I hate that sometimes in my dreams when I kill things I’m excited to kill them. I like the rush of power it gives me. I hate that a lot of times I enjoy talking to the demons and find them exciting and their attention somewhat intoxicating. I hate that sometimes I enjoy the things they do to me because it feels good and that sometimes I ask for them to do it. I feel I’m guilty of inexcusable things. I feel unworthy to associate with God. He says these things are very human and natural and I should not be so hard on myself but I can’t. I hate that I am so weak. God asked what it would take for me to love myself, would I have to be a saint never partaking in any earthly pleasure, with utmost self discipline? Why do I require the impossible of myself? Why?
I played first-person shooters for over 10 years, so I was pretty much obsessed with virtual murder, yet at the same time I couldn’t handle too much blood or gore, I just played for sport. Kind of burned myself out on it.
I only killed a person in my dreams once or twice after retiring from FPS games, and it was like some kind of abrupt accident, not some drawn-out ritual.
Maybe you’ll get bored of it, and the nature of your dreams will change.
I think if you dream that you have done something vile, yet are abhorred at the memory when you’re awake, your moral compass is pointed in the right direction. Don’t beat yourself up over it.
I don’t usually kill people. Killing people is usually a very horrific affair. Humans are sturdier than you would think and if you don’t know what you’re doing, which I usually don’t as I act impulsively and brute force it, it can take an uncomfortable amount of time to kill someone. I never have the luxury of guns. (Don’t know how to use them anyhow) Usually when I kill people it’s just by bashing their head in repeatedly, either with an object, smashing it into a wall or just with my fists. (I’m very strong in dreams, even without trying…I can pin a grown man to the ground without effort…depending on my confidence level I can hurl cars and whatnot as well) Anyways it’s always disgusting and depressing. Better than stabbing people though, sometimes I do end up going that route and honestly it’s worse because they lose consciousness slower because I guess you’re waiting on blood loss and not cranial trauma.
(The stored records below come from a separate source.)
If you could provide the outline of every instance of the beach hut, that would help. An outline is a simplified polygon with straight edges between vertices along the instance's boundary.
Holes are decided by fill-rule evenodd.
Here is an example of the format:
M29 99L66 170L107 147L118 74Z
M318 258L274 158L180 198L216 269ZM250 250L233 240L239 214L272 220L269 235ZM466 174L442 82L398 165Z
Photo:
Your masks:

Either way it’s hugely messy and gross, and extremely guilt producing as unless the person is pretty messed up there’s always a point where they start pleading for you to stop and bawling and it turns into worse noises past there if they’re still conscious.
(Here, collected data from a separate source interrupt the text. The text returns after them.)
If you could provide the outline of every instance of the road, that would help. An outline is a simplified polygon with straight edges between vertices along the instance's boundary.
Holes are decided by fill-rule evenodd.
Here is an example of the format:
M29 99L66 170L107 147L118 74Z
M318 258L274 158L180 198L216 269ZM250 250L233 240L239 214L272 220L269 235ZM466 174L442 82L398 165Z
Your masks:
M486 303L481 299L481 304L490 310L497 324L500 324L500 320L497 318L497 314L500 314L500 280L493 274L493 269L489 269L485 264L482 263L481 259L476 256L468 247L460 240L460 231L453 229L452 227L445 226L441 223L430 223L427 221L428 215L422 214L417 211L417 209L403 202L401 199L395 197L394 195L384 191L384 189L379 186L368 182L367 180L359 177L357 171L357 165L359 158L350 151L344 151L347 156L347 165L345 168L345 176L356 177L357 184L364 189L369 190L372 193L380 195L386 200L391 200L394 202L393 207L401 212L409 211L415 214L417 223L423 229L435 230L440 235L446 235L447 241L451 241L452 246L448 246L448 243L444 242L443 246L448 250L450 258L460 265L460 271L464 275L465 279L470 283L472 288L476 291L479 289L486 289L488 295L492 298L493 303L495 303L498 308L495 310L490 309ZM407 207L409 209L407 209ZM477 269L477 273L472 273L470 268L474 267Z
Memories of those times are burned into my brain.
Mostly the times I enjoy killing is when it is non-humans, and when I have all of my powers so killing is exceedingly easy, like the other night where I stopped this nasty alien army that’s queen wanted to conquer the universe solely for status reasons I tried playing nice and reasoning with them and when they treated me rudely I butchered all of them with great satisfaction, except I think a prince and a royal advisor who I found decent enough to take over in the queen’s place. I felt horrific upon waking up and realizing I happily committed these acts of violence, especially when with my powers I can very very easily solve any conflict peacefully and in a multitude of ways. The fact that solving issues violently feels so viscerally good and satisfying to me is repulsive.
Well, good luck with your dilemma. Try not to feel too guilty for bad dreams, your conduct while awake is what counts most.
I bet even monks and priests have troubling dreams once in a while.
I wonder how much of these dreams have to do with our meds or illness. I used to have disturbing dreAms also but not killing they were disturbing to me in other ways. But over the years I’ve found that it is very important what you put into your mind via media and life choices. Prayer always seems to help Me straighten no these things out and get over the guilt.